TERUNGKAPNYA kasus perundungan (bullying) di sebuah SMP di Kabupaten Cilacap, Jawa Tengah, sangat mencengangkan kita. Karena kasus tersebut dinilai merupakan bagian kecil saja dari kasus perundungan yang terlihat di permukaan.
Hal ini disampaikan oleh Pakar Pendidikan, Dosen Pascasarjana Universitas PTIQ Jakarta, Susanto, pada Selasa (3/10).
Diketahui kasus perundungan di SMPN 2 Cimanggu tengah diusut karena sebuah video mengenai perundungan tersebut viral di jagat media sosial. Dua orang pelaku telah ditetapkan dalam kasus tersebut. Kemudian video perundungan oleh kelompok yang sama juga kembali beredar di dunia maya, dan menjadi bagian dari penyelidikan kepolisian setempat.
“Sejatinya, kasus bullying terjadi di sejumlah titik sekolah yang kadang tak diketahui oleh publik. Sejumlah kasus bullying juga terjadi di tingkat PAUD, Sekolah Dasar, SMP, bahkan SMA/SMK,” ujar Susanto.
Menurut Susanto, untuk mengatasi darurat perundungan di Indonesia, perlu langkah-langkah fundamental. Pertama, revisi Perkominfo No 11 Tahun 2016. Menurutnya regulasi ini cenderung melihat permainan kekerasan dengan pendekatan klasifikasi.
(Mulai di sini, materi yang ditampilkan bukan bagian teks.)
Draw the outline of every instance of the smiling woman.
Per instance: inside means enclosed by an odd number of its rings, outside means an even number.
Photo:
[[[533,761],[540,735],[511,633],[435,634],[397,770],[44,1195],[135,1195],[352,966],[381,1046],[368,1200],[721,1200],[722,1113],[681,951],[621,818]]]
Padahal seharusnya usia berapapun selagi masih usia anak tetap tak dibenarkan mengakses konten kekerasan apalagi sadisme agar anak tidak terimitasi.
“Game berkonten kekerasan dan sadisme, harus dipandang bukan materi permainan tapi materi negatif yang tak boleh dilihat apalagi dimainkan usia anak. Saya optimis, Pak Menkominfo memiliki perhatian dan keberanian melakukan revisi tersebut,” tutur Ketua Komisi Perlindungan Anak Indonesia (KPAI) Periode 2017 – 2022 ini.